Balblair 1983 1st Release • 30 ans

46% alc./vol.

André 95%
Comment ne pas se laisser charmer par ce nez à l’exactitude désarmante. Ce charmant mélange de tonalités de caramel et de vanille mélangée à la salade de fruits tropicaux et aux agrumes fraiches, les raisins de Corinthe et de la banane en purée, saupoudrée de chocolat blanc râpé. La douceur de l’arrivée en bouche est de circonstance et servira de tremplin afin d’installer le 46% d’alcool. Les épices ont la délicatesse de ne pas s’imposer tout en sachant prendre leur place dans le couffin d’alcool et les draps de saveurs – présentées précédemment au nez – enrobent le tout comme l’étreinte que vous ferait votre amoureuse. Le nuage vaporeux de caramel et de vanille tendre vient donner le coup de grâce à cette dégustation extatique apporté par le travail du bourbon cask durant les 3 décennies de vieillissement. Ne persiste qu’en finale les épices plus soutenues et un filet d’alcool. Rare de trouver si parfait whisky, où les nombreuses années passées dans le fût n’auront aucunement altéré de si douces saveurs. Un tour de force aromatique, l’équilibriste sur le fil de fer n’aurait pu faire mieux.

Patrick 89%
Un très bon dram, avec tout ce qu’il faut à la bonne place. Ceci étant dit, mes attentes étaient peut être trop élevées avant de le boire, car plusieurs m’avaient décrit ce whisky comme étant la 8ème merveille du monde. Pour un Balblair, oui, il est extraordinaire. Pour un scotch en général, il est simplement au dessus de la moyenne. Rien en tout cas pour justifier le prix demandé. Nez : Parfum complexe où s’entremêle des effluves de raisin, de sucre d’orge, de chêne et de chocolat. Bouche : Chêne, raisin enflammé, chocolat chaleureux et sucre d’orge brûlant. Tout est ferveur dans ce dram. Finale : D’une belle longueur, s’étire sur les notes de sucre d’orge et de chêne.

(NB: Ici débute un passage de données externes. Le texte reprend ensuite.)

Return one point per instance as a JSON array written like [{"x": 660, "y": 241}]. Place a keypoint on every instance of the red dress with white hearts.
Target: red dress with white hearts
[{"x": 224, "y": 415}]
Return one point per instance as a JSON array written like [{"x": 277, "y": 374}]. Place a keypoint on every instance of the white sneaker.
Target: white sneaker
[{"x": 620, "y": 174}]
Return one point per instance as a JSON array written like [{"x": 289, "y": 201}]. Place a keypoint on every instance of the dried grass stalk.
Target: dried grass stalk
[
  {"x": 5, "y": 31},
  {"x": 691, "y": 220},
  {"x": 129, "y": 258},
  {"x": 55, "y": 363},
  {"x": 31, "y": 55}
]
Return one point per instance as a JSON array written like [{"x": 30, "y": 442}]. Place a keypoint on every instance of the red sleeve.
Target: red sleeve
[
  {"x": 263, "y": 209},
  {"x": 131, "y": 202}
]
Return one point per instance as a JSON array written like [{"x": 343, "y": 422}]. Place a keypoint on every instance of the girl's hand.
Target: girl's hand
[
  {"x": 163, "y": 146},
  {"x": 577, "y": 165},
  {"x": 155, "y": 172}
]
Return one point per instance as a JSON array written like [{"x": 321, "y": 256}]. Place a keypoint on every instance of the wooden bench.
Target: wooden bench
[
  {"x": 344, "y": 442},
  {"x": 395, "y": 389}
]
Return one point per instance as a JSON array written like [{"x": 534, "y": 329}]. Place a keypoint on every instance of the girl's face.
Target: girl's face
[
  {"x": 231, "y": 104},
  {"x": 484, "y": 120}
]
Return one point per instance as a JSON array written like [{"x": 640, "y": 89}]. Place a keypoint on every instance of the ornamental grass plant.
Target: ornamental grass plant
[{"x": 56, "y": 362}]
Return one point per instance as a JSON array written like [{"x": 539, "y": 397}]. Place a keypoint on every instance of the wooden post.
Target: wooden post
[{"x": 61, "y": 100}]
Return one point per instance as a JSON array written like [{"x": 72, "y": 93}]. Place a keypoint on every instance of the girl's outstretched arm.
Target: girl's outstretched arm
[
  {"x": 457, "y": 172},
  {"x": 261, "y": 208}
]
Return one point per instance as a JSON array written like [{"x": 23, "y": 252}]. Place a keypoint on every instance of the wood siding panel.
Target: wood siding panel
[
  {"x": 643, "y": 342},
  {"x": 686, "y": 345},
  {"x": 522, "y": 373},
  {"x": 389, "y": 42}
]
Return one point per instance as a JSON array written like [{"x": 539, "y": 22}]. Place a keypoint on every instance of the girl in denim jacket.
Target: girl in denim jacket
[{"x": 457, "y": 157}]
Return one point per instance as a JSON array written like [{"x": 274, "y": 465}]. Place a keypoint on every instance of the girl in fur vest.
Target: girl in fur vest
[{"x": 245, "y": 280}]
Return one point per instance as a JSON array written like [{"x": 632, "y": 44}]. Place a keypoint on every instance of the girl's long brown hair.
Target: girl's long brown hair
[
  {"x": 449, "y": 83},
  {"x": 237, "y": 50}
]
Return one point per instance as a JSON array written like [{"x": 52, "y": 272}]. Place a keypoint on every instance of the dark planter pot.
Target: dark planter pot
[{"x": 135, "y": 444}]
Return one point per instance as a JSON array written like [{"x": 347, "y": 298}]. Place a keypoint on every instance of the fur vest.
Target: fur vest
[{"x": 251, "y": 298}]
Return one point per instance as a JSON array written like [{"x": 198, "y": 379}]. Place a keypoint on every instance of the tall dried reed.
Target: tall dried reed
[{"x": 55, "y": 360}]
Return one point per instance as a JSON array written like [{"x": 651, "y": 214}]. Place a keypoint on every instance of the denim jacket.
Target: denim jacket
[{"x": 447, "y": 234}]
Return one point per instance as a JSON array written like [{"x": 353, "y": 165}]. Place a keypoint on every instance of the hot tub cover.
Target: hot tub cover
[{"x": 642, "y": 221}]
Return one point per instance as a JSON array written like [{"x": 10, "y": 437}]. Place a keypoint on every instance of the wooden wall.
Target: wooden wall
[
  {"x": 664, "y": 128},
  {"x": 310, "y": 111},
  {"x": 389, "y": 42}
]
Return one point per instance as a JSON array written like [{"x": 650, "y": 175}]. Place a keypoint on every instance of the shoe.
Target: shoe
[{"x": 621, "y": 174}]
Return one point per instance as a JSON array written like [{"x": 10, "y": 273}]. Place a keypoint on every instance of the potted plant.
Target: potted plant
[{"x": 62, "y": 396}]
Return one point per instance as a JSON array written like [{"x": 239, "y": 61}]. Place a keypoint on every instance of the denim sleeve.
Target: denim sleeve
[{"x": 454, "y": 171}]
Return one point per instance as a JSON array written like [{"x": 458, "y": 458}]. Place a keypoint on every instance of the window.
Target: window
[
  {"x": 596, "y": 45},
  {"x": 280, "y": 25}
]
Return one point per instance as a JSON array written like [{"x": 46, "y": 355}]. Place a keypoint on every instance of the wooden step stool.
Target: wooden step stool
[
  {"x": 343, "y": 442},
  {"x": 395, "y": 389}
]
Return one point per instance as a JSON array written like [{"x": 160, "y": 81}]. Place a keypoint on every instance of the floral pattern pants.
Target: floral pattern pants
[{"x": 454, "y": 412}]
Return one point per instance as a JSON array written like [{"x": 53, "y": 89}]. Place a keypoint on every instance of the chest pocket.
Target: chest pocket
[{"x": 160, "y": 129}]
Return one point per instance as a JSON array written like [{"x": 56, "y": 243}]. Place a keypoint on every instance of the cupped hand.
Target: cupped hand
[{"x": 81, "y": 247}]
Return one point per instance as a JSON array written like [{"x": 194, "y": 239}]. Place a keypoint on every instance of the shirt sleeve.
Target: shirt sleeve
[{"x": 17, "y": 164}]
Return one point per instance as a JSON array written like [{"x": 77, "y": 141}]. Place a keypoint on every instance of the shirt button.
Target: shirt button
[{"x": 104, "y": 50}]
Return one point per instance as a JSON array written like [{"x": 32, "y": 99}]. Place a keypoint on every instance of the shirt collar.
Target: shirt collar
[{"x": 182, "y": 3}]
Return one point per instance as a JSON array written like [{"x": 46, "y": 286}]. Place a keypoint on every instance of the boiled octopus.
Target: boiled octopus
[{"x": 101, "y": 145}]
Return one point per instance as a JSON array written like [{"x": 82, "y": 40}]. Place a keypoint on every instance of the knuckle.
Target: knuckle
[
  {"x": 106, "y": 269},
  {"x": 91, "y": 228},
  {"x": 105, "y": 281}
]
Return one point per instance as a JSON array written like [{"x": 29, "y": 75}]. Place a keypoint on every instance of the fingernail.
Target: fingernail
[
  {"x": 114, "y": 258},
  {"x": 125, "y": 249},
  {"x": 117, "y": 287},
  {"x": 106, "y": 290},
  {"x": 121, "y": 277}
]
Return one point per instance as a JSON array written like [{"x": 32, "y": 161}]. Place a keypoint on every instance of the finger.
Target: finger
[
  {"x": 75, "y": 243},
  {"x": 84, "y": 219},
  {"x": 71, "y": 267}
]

Balblair 1983 1st Release 32 ans 2015

46% alc./vol.

André 89.5%
J’entretien une relation amour-haine avec Balblair que j’ai bien de la difficulté à expliquer. Les jeunes embouteillages vintage 1998 à 2003 me laissent généralement indifférents, pas mauvais mais rien pour casser la baraque aussi mais leur vieux vintage 1975/1983/1988 sont extraordinaires. Les whiskies de cette maison m’ont toujours donné l’impression qu’ils atteignaient leur ‘’meilleur’’ en étant vieillis plus longtemps. Nez sublime, la douceur et la sérénité des arômes nobles. L’intensité de la vanille au nez est apaisante, celle-ci nappe une belle salade de fruits et des bananes coupées, des nectarines, des agrumes pulpeuses. En bouche, ces arômes se développent lentement après la vague d’épices, S’additionnent ensuite les notes sucrées, le toffee, le melon au miel, l’ananas, les poires. Petite morsure sèche apportée par le bois de chêne. Finale raffinée, oscillant entre les fruits et les épices. Une belle escapade aromatique.